Wednesday, August 19, 2020

Revisiting the Wild Wild West: The Night of the Grand Emir


"The Night of the Grand Emir"
 
Written by Donn Mullally
Directed by Irving J. Moore
Synopsis (from IMDB): Jim and Artie try to protect the Grand Emir of the Ottoman Empire from members of an assassin's club who have set their sights on his murder.

Jim: This episode wasn’t originally on our list, but you mentioning it had Yvonne (Batgirl) Craig in it was all it took for me to agree we should review it.

Trey: And in it she is! As a dancing girl and would-be assassin with the pretty Bondian name of Ecstasy La Joie.

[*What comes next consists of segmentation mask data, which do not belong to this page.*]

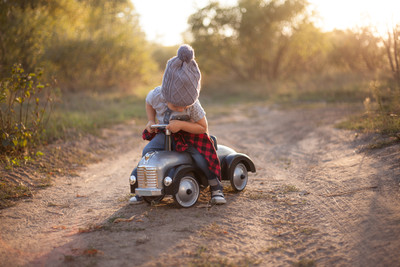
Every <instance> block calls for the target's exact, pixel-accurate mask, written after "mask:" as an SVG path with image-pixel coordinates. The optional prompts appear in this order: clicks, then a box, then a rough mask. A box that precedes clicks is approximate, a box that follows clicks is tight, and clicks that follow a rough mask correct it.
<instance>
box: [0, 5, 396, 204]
mask: <svg viewBox="0 0 400 267" xmlns="http://www.w3.org/2000/svg"><path fill="white" fill-rule="evenodd" d="M307 6H308V4H307V2H306V1H304V0H286V1H277V0H271V1H265V0H240V1H238V4H237V5H235V6H232V7H221V6H220V5H219V3H218V1H215V2H211V3H210V4H209V5H207V6H206V7H204V8H202V9H199V10H198V11H197V12H196V13H194V14H192V15H191V16H190V18H189V21H188V22H189V26H190V27H189V30H188V33H187V34H186V36H188V40H187V41H186V42H187V43H190V44H191V45H192V46H193V47H194V49H195V51H196V60H197V62H198V64H199V65H200V68H201V70H202V75H203V77H202V84H203V89H202V96H201V97H202V98H203V100H202V101H204V104H205V105H206V108H207V105H208V106H209V107H210V110H220V109H218V108H216V107H217V106H224V107H226V109H229V108H231V107H232V106H234V105H235V104H237V103H243V102H248V103H254V102H260V101H261V102H266V103H269V104H280V105H288V106H292V105H293V103H297V104H302V105H304V104H313V103H321V102H322V103H348V104H350V105H353V106H359V107H360V108H359V112H358V113H356V114H354V115H353V116H352V117H350V118H349V119H348V120H347V121H345V122H342V123H341V124H340V125H338V127H341V128H345V129H353V130H357V131H367V132H374V133H378V134H380V135H383V136H388V137H389V139H387V140H386V139H385V140H386V141H384V142H382V143H381V145H379V146H378V147H381V146H385V145H391V144H394V143H398V142H399V141H400V43H399V42H400V24H394V25H391V26H390V27H388V31H387V33H384V34H382V33H377V32H376V31H375V30H374V29H373V28H372V27H363V28H358V29H348V30H334V31H332V32H323V31H322V30H321V29H319V28H318V27H316V26H315V25H314V23H313V19H314V14H310V13H309V12H308V9H307ZM139 20H140V18H139V16H138V14H137V13H136V11H135V7H134V6H133V5H132V3H131V2H130V1H129V0H120V1H106V0H96V1H94V0H84V1H69V0H56V1H47V0H29V1H26V0H16V1H0V32H1V35H0V44H1V45H0V80H1V82H0V85H1V86H0V88H1V91H0V108H1V109H0V112H1V113H0V115H1V116H0V118H1V121H0V122H1V132H0V138H1V143H0V152H1V154H0V164H1V166H2V169H3V170H1V172H0V175H1V177H0V192H2V193H1V194H0V201H1V199H9V198H13V197H20V196H21V195H22V196H23V195H29V192H30V189H29V188H28V187H29V186H28V185H27V184H25V183H21V181H19V180H18V179H17V178H16V179H9V178H7V177H9V176H10V175H9V174H10V173H12V172H13V171H15V169H16V168H23V166H24V164H26V163H27V162H34V161H36V160H39V159H40V158H41V157H43V151H44V149H43V147H45V146H46V145H48V144H52V143H54V142H62V141H66V140H73V139H76V138H79V137H81V136H84V135H88V134H91V135H96V134H97V132H98V130H99V129H101V128H104V127H108V126H111V125H113V124H116V123H123V122H125V121H128V120H131V119H133V118H134V119H136V120H141V119H144V118H145V113H144V108H143V105H144V104H143V103H144V98H145V96H146V93H147V92H148V91H149V90H150V89H152V88H153V87H154V86H156V85H159V84H160V83H161V79H162V72H163V69H164V67H165V64H166V61H167V60H168V59H169V58H170V57H172V56H174V55H175V53H176V49H177V47H164V46H162V45H159V44H152V43H149V42H148V41H146V39H145V35H144V33H143V32H142V30H141V28H140V25H139ZM69 156H70V155H69ZM4 192H8V193H4Z"/></svg>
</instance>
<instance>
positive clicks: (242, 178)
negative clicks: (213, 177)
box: [230, 162, 248, 191]
mask: <svg viewBox="0 0 400 267" xmlns="http://www.w3.org/2000/svg"><path fill="white" fill-rule="evenodd" d="M230 180H231V185H232V188H233V189H234V190H235V191H242V190H243V189H244V188H245V187H246V185H247V180H248V173H247V168H246V166H245V165H244V164H243V163H242V162H239V163H238V164H236V166H234V167H233V168H232V171H231V178H230Z"/></svg>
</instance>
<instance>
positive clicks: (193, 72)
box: [161, 44, 201, 107]
mask: <svg viewBox="0 0 400 267" xmlns="http://www.w3.org/2000/svg"><path fill="white" fill-rule="evenodd" d="M200 79H201V74H200V70H199V67H198V66H197V63H196V61H195V60H194V50H193V48H192V47H191V46H189V45H186V44H185V45H182V46H181V47H179V49H178V53H177V56H175V57H173V58H171V59H170V60H168V62H167V67H166V68H165V72H164V77H163V81H162V85H161V92H162V95H163V96H164V98H165V100H166V101H167V102H169V103H171V104H174V105H176V106H180V107H185V106H190V105H192V104H194V102H196V100H197V99H198V98H199V93H200Z"/></svg>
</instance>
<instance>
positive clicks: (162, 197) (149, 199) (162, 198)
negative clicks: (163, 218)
mask: <svg viewBox="0 0 400 267" xmlns="http://www.w3.org/2000/svg"><path fill="white" fill-rule="evenodd" d="M163 198H164V195H161V196H155V197H149V196H143V200H144V201H146V202H147V203H149V204H153V203H158V202H160V201H161V200H162V199H163Z"/></svg>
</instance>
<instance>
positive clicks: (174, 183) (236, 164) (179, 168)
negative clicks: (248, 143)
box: [129, 124, 256, 208]
mask: <svg viewBox="0 0 400 267" xmlns="http://www.w3.org/2000/svg"><path fill="white" fill-rule="evenodd" d="M166 126H167V125H166V124H157V125H152V126H151V127H152V128H158V129H164V130H165V150H164V151H155V152H150V153H147V154H146V155H144V156H143V158H142V159H141V160H140V162H139V164H138V167H137V177H135V176H131V177H130V178H129V182H130V187H131V193H135V194H137V195H139V196H142V197H143V199H144V200H145V201H146V202H148V203H152V202H153V201H154V202H159V201H161V200H162V199H163V198H164V196H166V195H172V196H173V199H174V202H175V203H176V204H177V205H178V206H179V207H183V208H189V207H192V206H193V205H194V204H196V202H197V200H198V198H199V195H200V190H202V189H205V188H207V186H208V180H207V177H206V175H205V174H204V172H203V171H202V170H201V169H200V168H199V167H198V166H196V164H195V163H194V161H193V159H192V157H191V156H190V154H189V153H187V152H176V151H172V149H171V132H170V131H169V130H167V129H166ZM212 139H213V141H214V146H215V148H216V151H217V156H218V158H219V161H220V164H221V179H222V180H229V181H230V183H231V185H232V188H233V189H234V190H235V191H242V190H243V189H244V188H245V187H246V185H247V181H248V172H255V171H256V168H255V166H254V163H253V161H252V160H251V159H250V158H249V157H248V156H247V155H245V154H241V153H237V152H236V151H234V150H233V149H231V148H229V147H227V146H224V145H218V144H217V142H216V138H215V137H213V136H212Z"/></svg>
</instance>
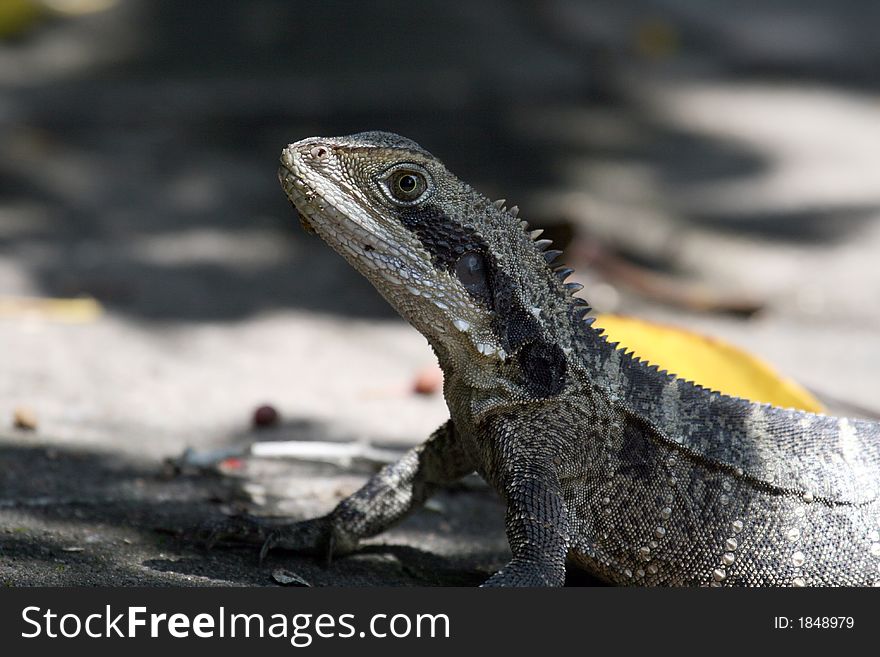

Jim: Craig was a ballet dancer before going into acting. This episode makes use of Craig’s years of dance training--a lot. She's got like three dance numbers in this episode: can-can,  flamenco, what they call Egyptian dancing.

Trey: And at least twice, there's a hidden weapon involved: an exploding garter and a razor-edged tambourine. She never actually kills anybody, though.

Dance numbers aside, I feel like this episode has a lot of things going for it. In fact, it forces me sort of re-examine my premise that Wild Wild West is best when it's weirder. This is a fairly straight forward "Bond type" episode, and it's better than the last two, I think.

Jim: True. It is again not very Western, though.

Trey: No it isn't. More straight Victorian, though the international politics of an Ottoman (leaving aside I don't believe the Ottoman Empire used that title in this era) Emir's visit and Turkish dissidents in the U.S. in large numbers is likely straight up ahistorical. While I'm on historical stuff, dialogue at the end of the episode dates it as being something more than 12 years after 1860. Since the entire series is during Grant's presidency, it must take place between 1873 and 1877. However, the villains' plot involves the building of the Suez Canal, which was completed in 1869. In our history.

Jim: The one without miniaturized spy gadgets! 


Trey: True. But like I say, this episode has a lot going for it. The almost immediate bait-and-switch of the sinister Dr. Bey appearing to be the villain, but turning out to only be a pawn of the Assassins' Club.

Jim: Then there's Richard Jaeckel's Cable who does the deed not being the main villain, but instead being just a flunky...

Trey: And finally, the annoying society columnist T. Wiggett Jones (Don Francks) winds up being the badass head of the Assassin's Club.

Jim: In a twist that was not surprising, he dies in a one on one fight with West, and accidentally stepping into his own death trap!

Trey: There were a lot of fights this episode. West party crashes the Assassin mansion singlehandedly.

Jim: Yes, this episode probably gives us the most actual fight scenes we've seen in an episode so far. My favorite is the one between West and the assassins on the staircase.

Trey: All an attempt to recruit him, apparently. Of course, it doesn't work out, and equally of course, there back up plan of just killing him is foiled by Ecstasy La Joie falling for him and getting him out of the death trap.

Jim: Some things never change in the Wild Wild West.